Copa digital: como veículos aproveitarão a força do online
CazéTV é a detentora exclusiva dos direitos nas redes; demais canais aproveitarão o entorno da competição

Veículos se preparam para cobertura da Copa do Mundo no digital (Crédito: Nattawit-Khomsanit)
Considerada a Copa do Mundo mais digital de todos os tempos, a edição 2026 terá a CazéTV como principal detentor dos direitos de transmissão no Brasil.
Em parceria com o YouTube, o canal de Casimiro Miguel garantiu a exibição de 100% dos jogos, além dos direitos de imagem do torneio no digital.
Esse acordo engloba o uso de imagens oficiais da competição nas redes sociais, inclusive gols, melhores momentos e entrevistas.
Por isso, a plataforma concentrará parte dos seus esforços em posicionar as redes como canal de circulação de conteúdo da competição, com formatos curtos e compartilháveis que amplificam o conteúdo e funcionam como de janela de entrada para o consumo.
Para isso, a empresa de mídia quer integrar o time de redes com o de transmissão, em esquema que valoriza a relação com o torcedor e fã do esporte.
Segundo Felipe Tebet, head de conteúdo na CazéTV, esses canais podem levar o torcedor a descobrir a transmissão ao vivo.
“O digital permite que a cobertura seja mais flexível e adaptável. A programação pode responder em tempo real ao interesse do público, com novos formatos e transmissões surgindo ao longo do torneio”, afirma.
Em torno do jogo
Sem os direitos de imagem no digital, os demais veículos devem aproveitar a atmosfera do evento.

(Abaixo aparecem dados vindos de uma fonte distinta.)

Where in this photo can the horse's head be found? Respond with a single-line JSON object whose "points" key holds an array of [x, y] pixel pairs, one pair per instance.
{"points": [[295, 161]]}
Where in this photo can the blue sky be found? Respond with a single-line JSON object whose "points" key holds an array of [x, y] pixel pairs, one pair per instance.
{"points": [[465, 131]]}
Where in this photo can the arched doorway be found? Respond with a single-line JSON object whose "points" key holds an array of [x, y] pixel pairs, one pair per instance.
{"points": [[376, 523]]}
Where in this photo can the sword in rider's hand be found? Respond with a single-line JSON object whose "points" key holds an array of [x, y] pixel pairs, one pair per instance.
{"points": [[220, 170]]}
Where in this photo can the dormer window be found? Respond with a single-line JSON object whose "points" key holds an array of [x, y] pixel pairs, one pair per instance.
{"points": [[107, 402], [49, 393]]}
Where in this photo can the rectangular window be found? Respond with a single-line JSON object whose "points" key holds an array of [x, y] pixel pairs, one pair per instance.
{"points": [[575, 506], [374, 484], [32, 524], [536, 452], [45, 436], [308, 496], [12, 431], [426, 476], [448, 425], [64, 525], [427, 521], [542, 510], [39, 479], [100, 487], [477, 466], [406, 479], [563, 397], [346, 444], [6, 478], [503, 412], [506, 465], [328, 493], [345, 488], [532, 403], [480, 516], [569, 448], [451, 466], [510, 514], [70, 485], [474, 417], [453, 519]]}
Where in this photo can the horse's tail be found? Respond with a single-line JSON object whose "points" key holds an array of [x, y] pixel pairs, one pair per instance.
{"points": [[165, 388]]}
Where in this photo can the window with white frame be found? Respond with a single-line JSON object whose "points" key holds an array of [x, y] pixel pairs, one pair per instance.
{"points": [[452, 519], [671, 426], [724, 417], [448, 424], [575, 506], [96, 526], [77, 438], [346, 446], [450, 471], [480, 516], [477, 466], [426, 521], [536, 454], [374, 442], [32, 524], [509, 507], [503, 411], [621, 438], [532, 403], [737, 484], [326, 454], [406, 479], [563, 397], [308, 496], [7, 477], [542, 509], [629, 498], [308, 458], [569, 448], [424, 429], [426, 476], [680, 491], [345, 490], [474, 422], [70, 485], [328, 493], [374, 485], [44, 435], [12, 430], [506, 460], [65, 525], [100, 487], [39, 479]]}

O foco, portanto, será na produção de conteúdo do que acontece nos arredores do torneio e na relação de emoção dos torcedores.
Entre os transmissores, a cobetura desse entorno gerou pacotes comerciais.
A Globo, por exemplo, fechou acordo com a Play9 Content Group para cobertura digital first e multiplataforma, a fim de mostrar o ponto de vista de 2.026 influenciadores sobre o principal torneio de futebol do mundo.
De acordo com a empresa de mídia, o objetivo oferecer ao público imersão esportiva num ecossistema de entretenimento, informação e engajamento social, com nomes que passam entre lifestyle, humor, música e games.
O projeto é realizado com o ViU, área da Globo especializada em marketing de influência, que será responsável por agregar a estratégia dos perfis e canais Globo ao projeto, em colaboração com o grupo Play9.
Dessa forma, a empresa de mídia define isso como narrativa “around game” que foca nas histórias, sentimentos e acontecimentos que vão além da transmissão.
“É a maior mobilização de influenciadores já feita no Brasil – e provavelmente no mundo – para um único evento. E esse processo de gamificação da escolha deles já será o início do aquecimento para a Copa”, destaca João Pedro Paes Leme, CEO e sócio-fundador do Play9 Content Group.
Já na N Sports, parceira do SBT, o Desimpedidos terá papel importante para traduzir os acontecimentos do torneio para o ambiente digital com a linguagem de redes.
A emissora define esse movimento como um projeto robusto de conteúdo multiplataforma que vai além dos jogos.
De fato, a idéia é fazer com que o público acompanhe seleções, confrontos, os países-sede, curiosidades, bastidores e informações nas redes sociais.
Tudo isso com a produção do jornalismo e dos programas do SBT.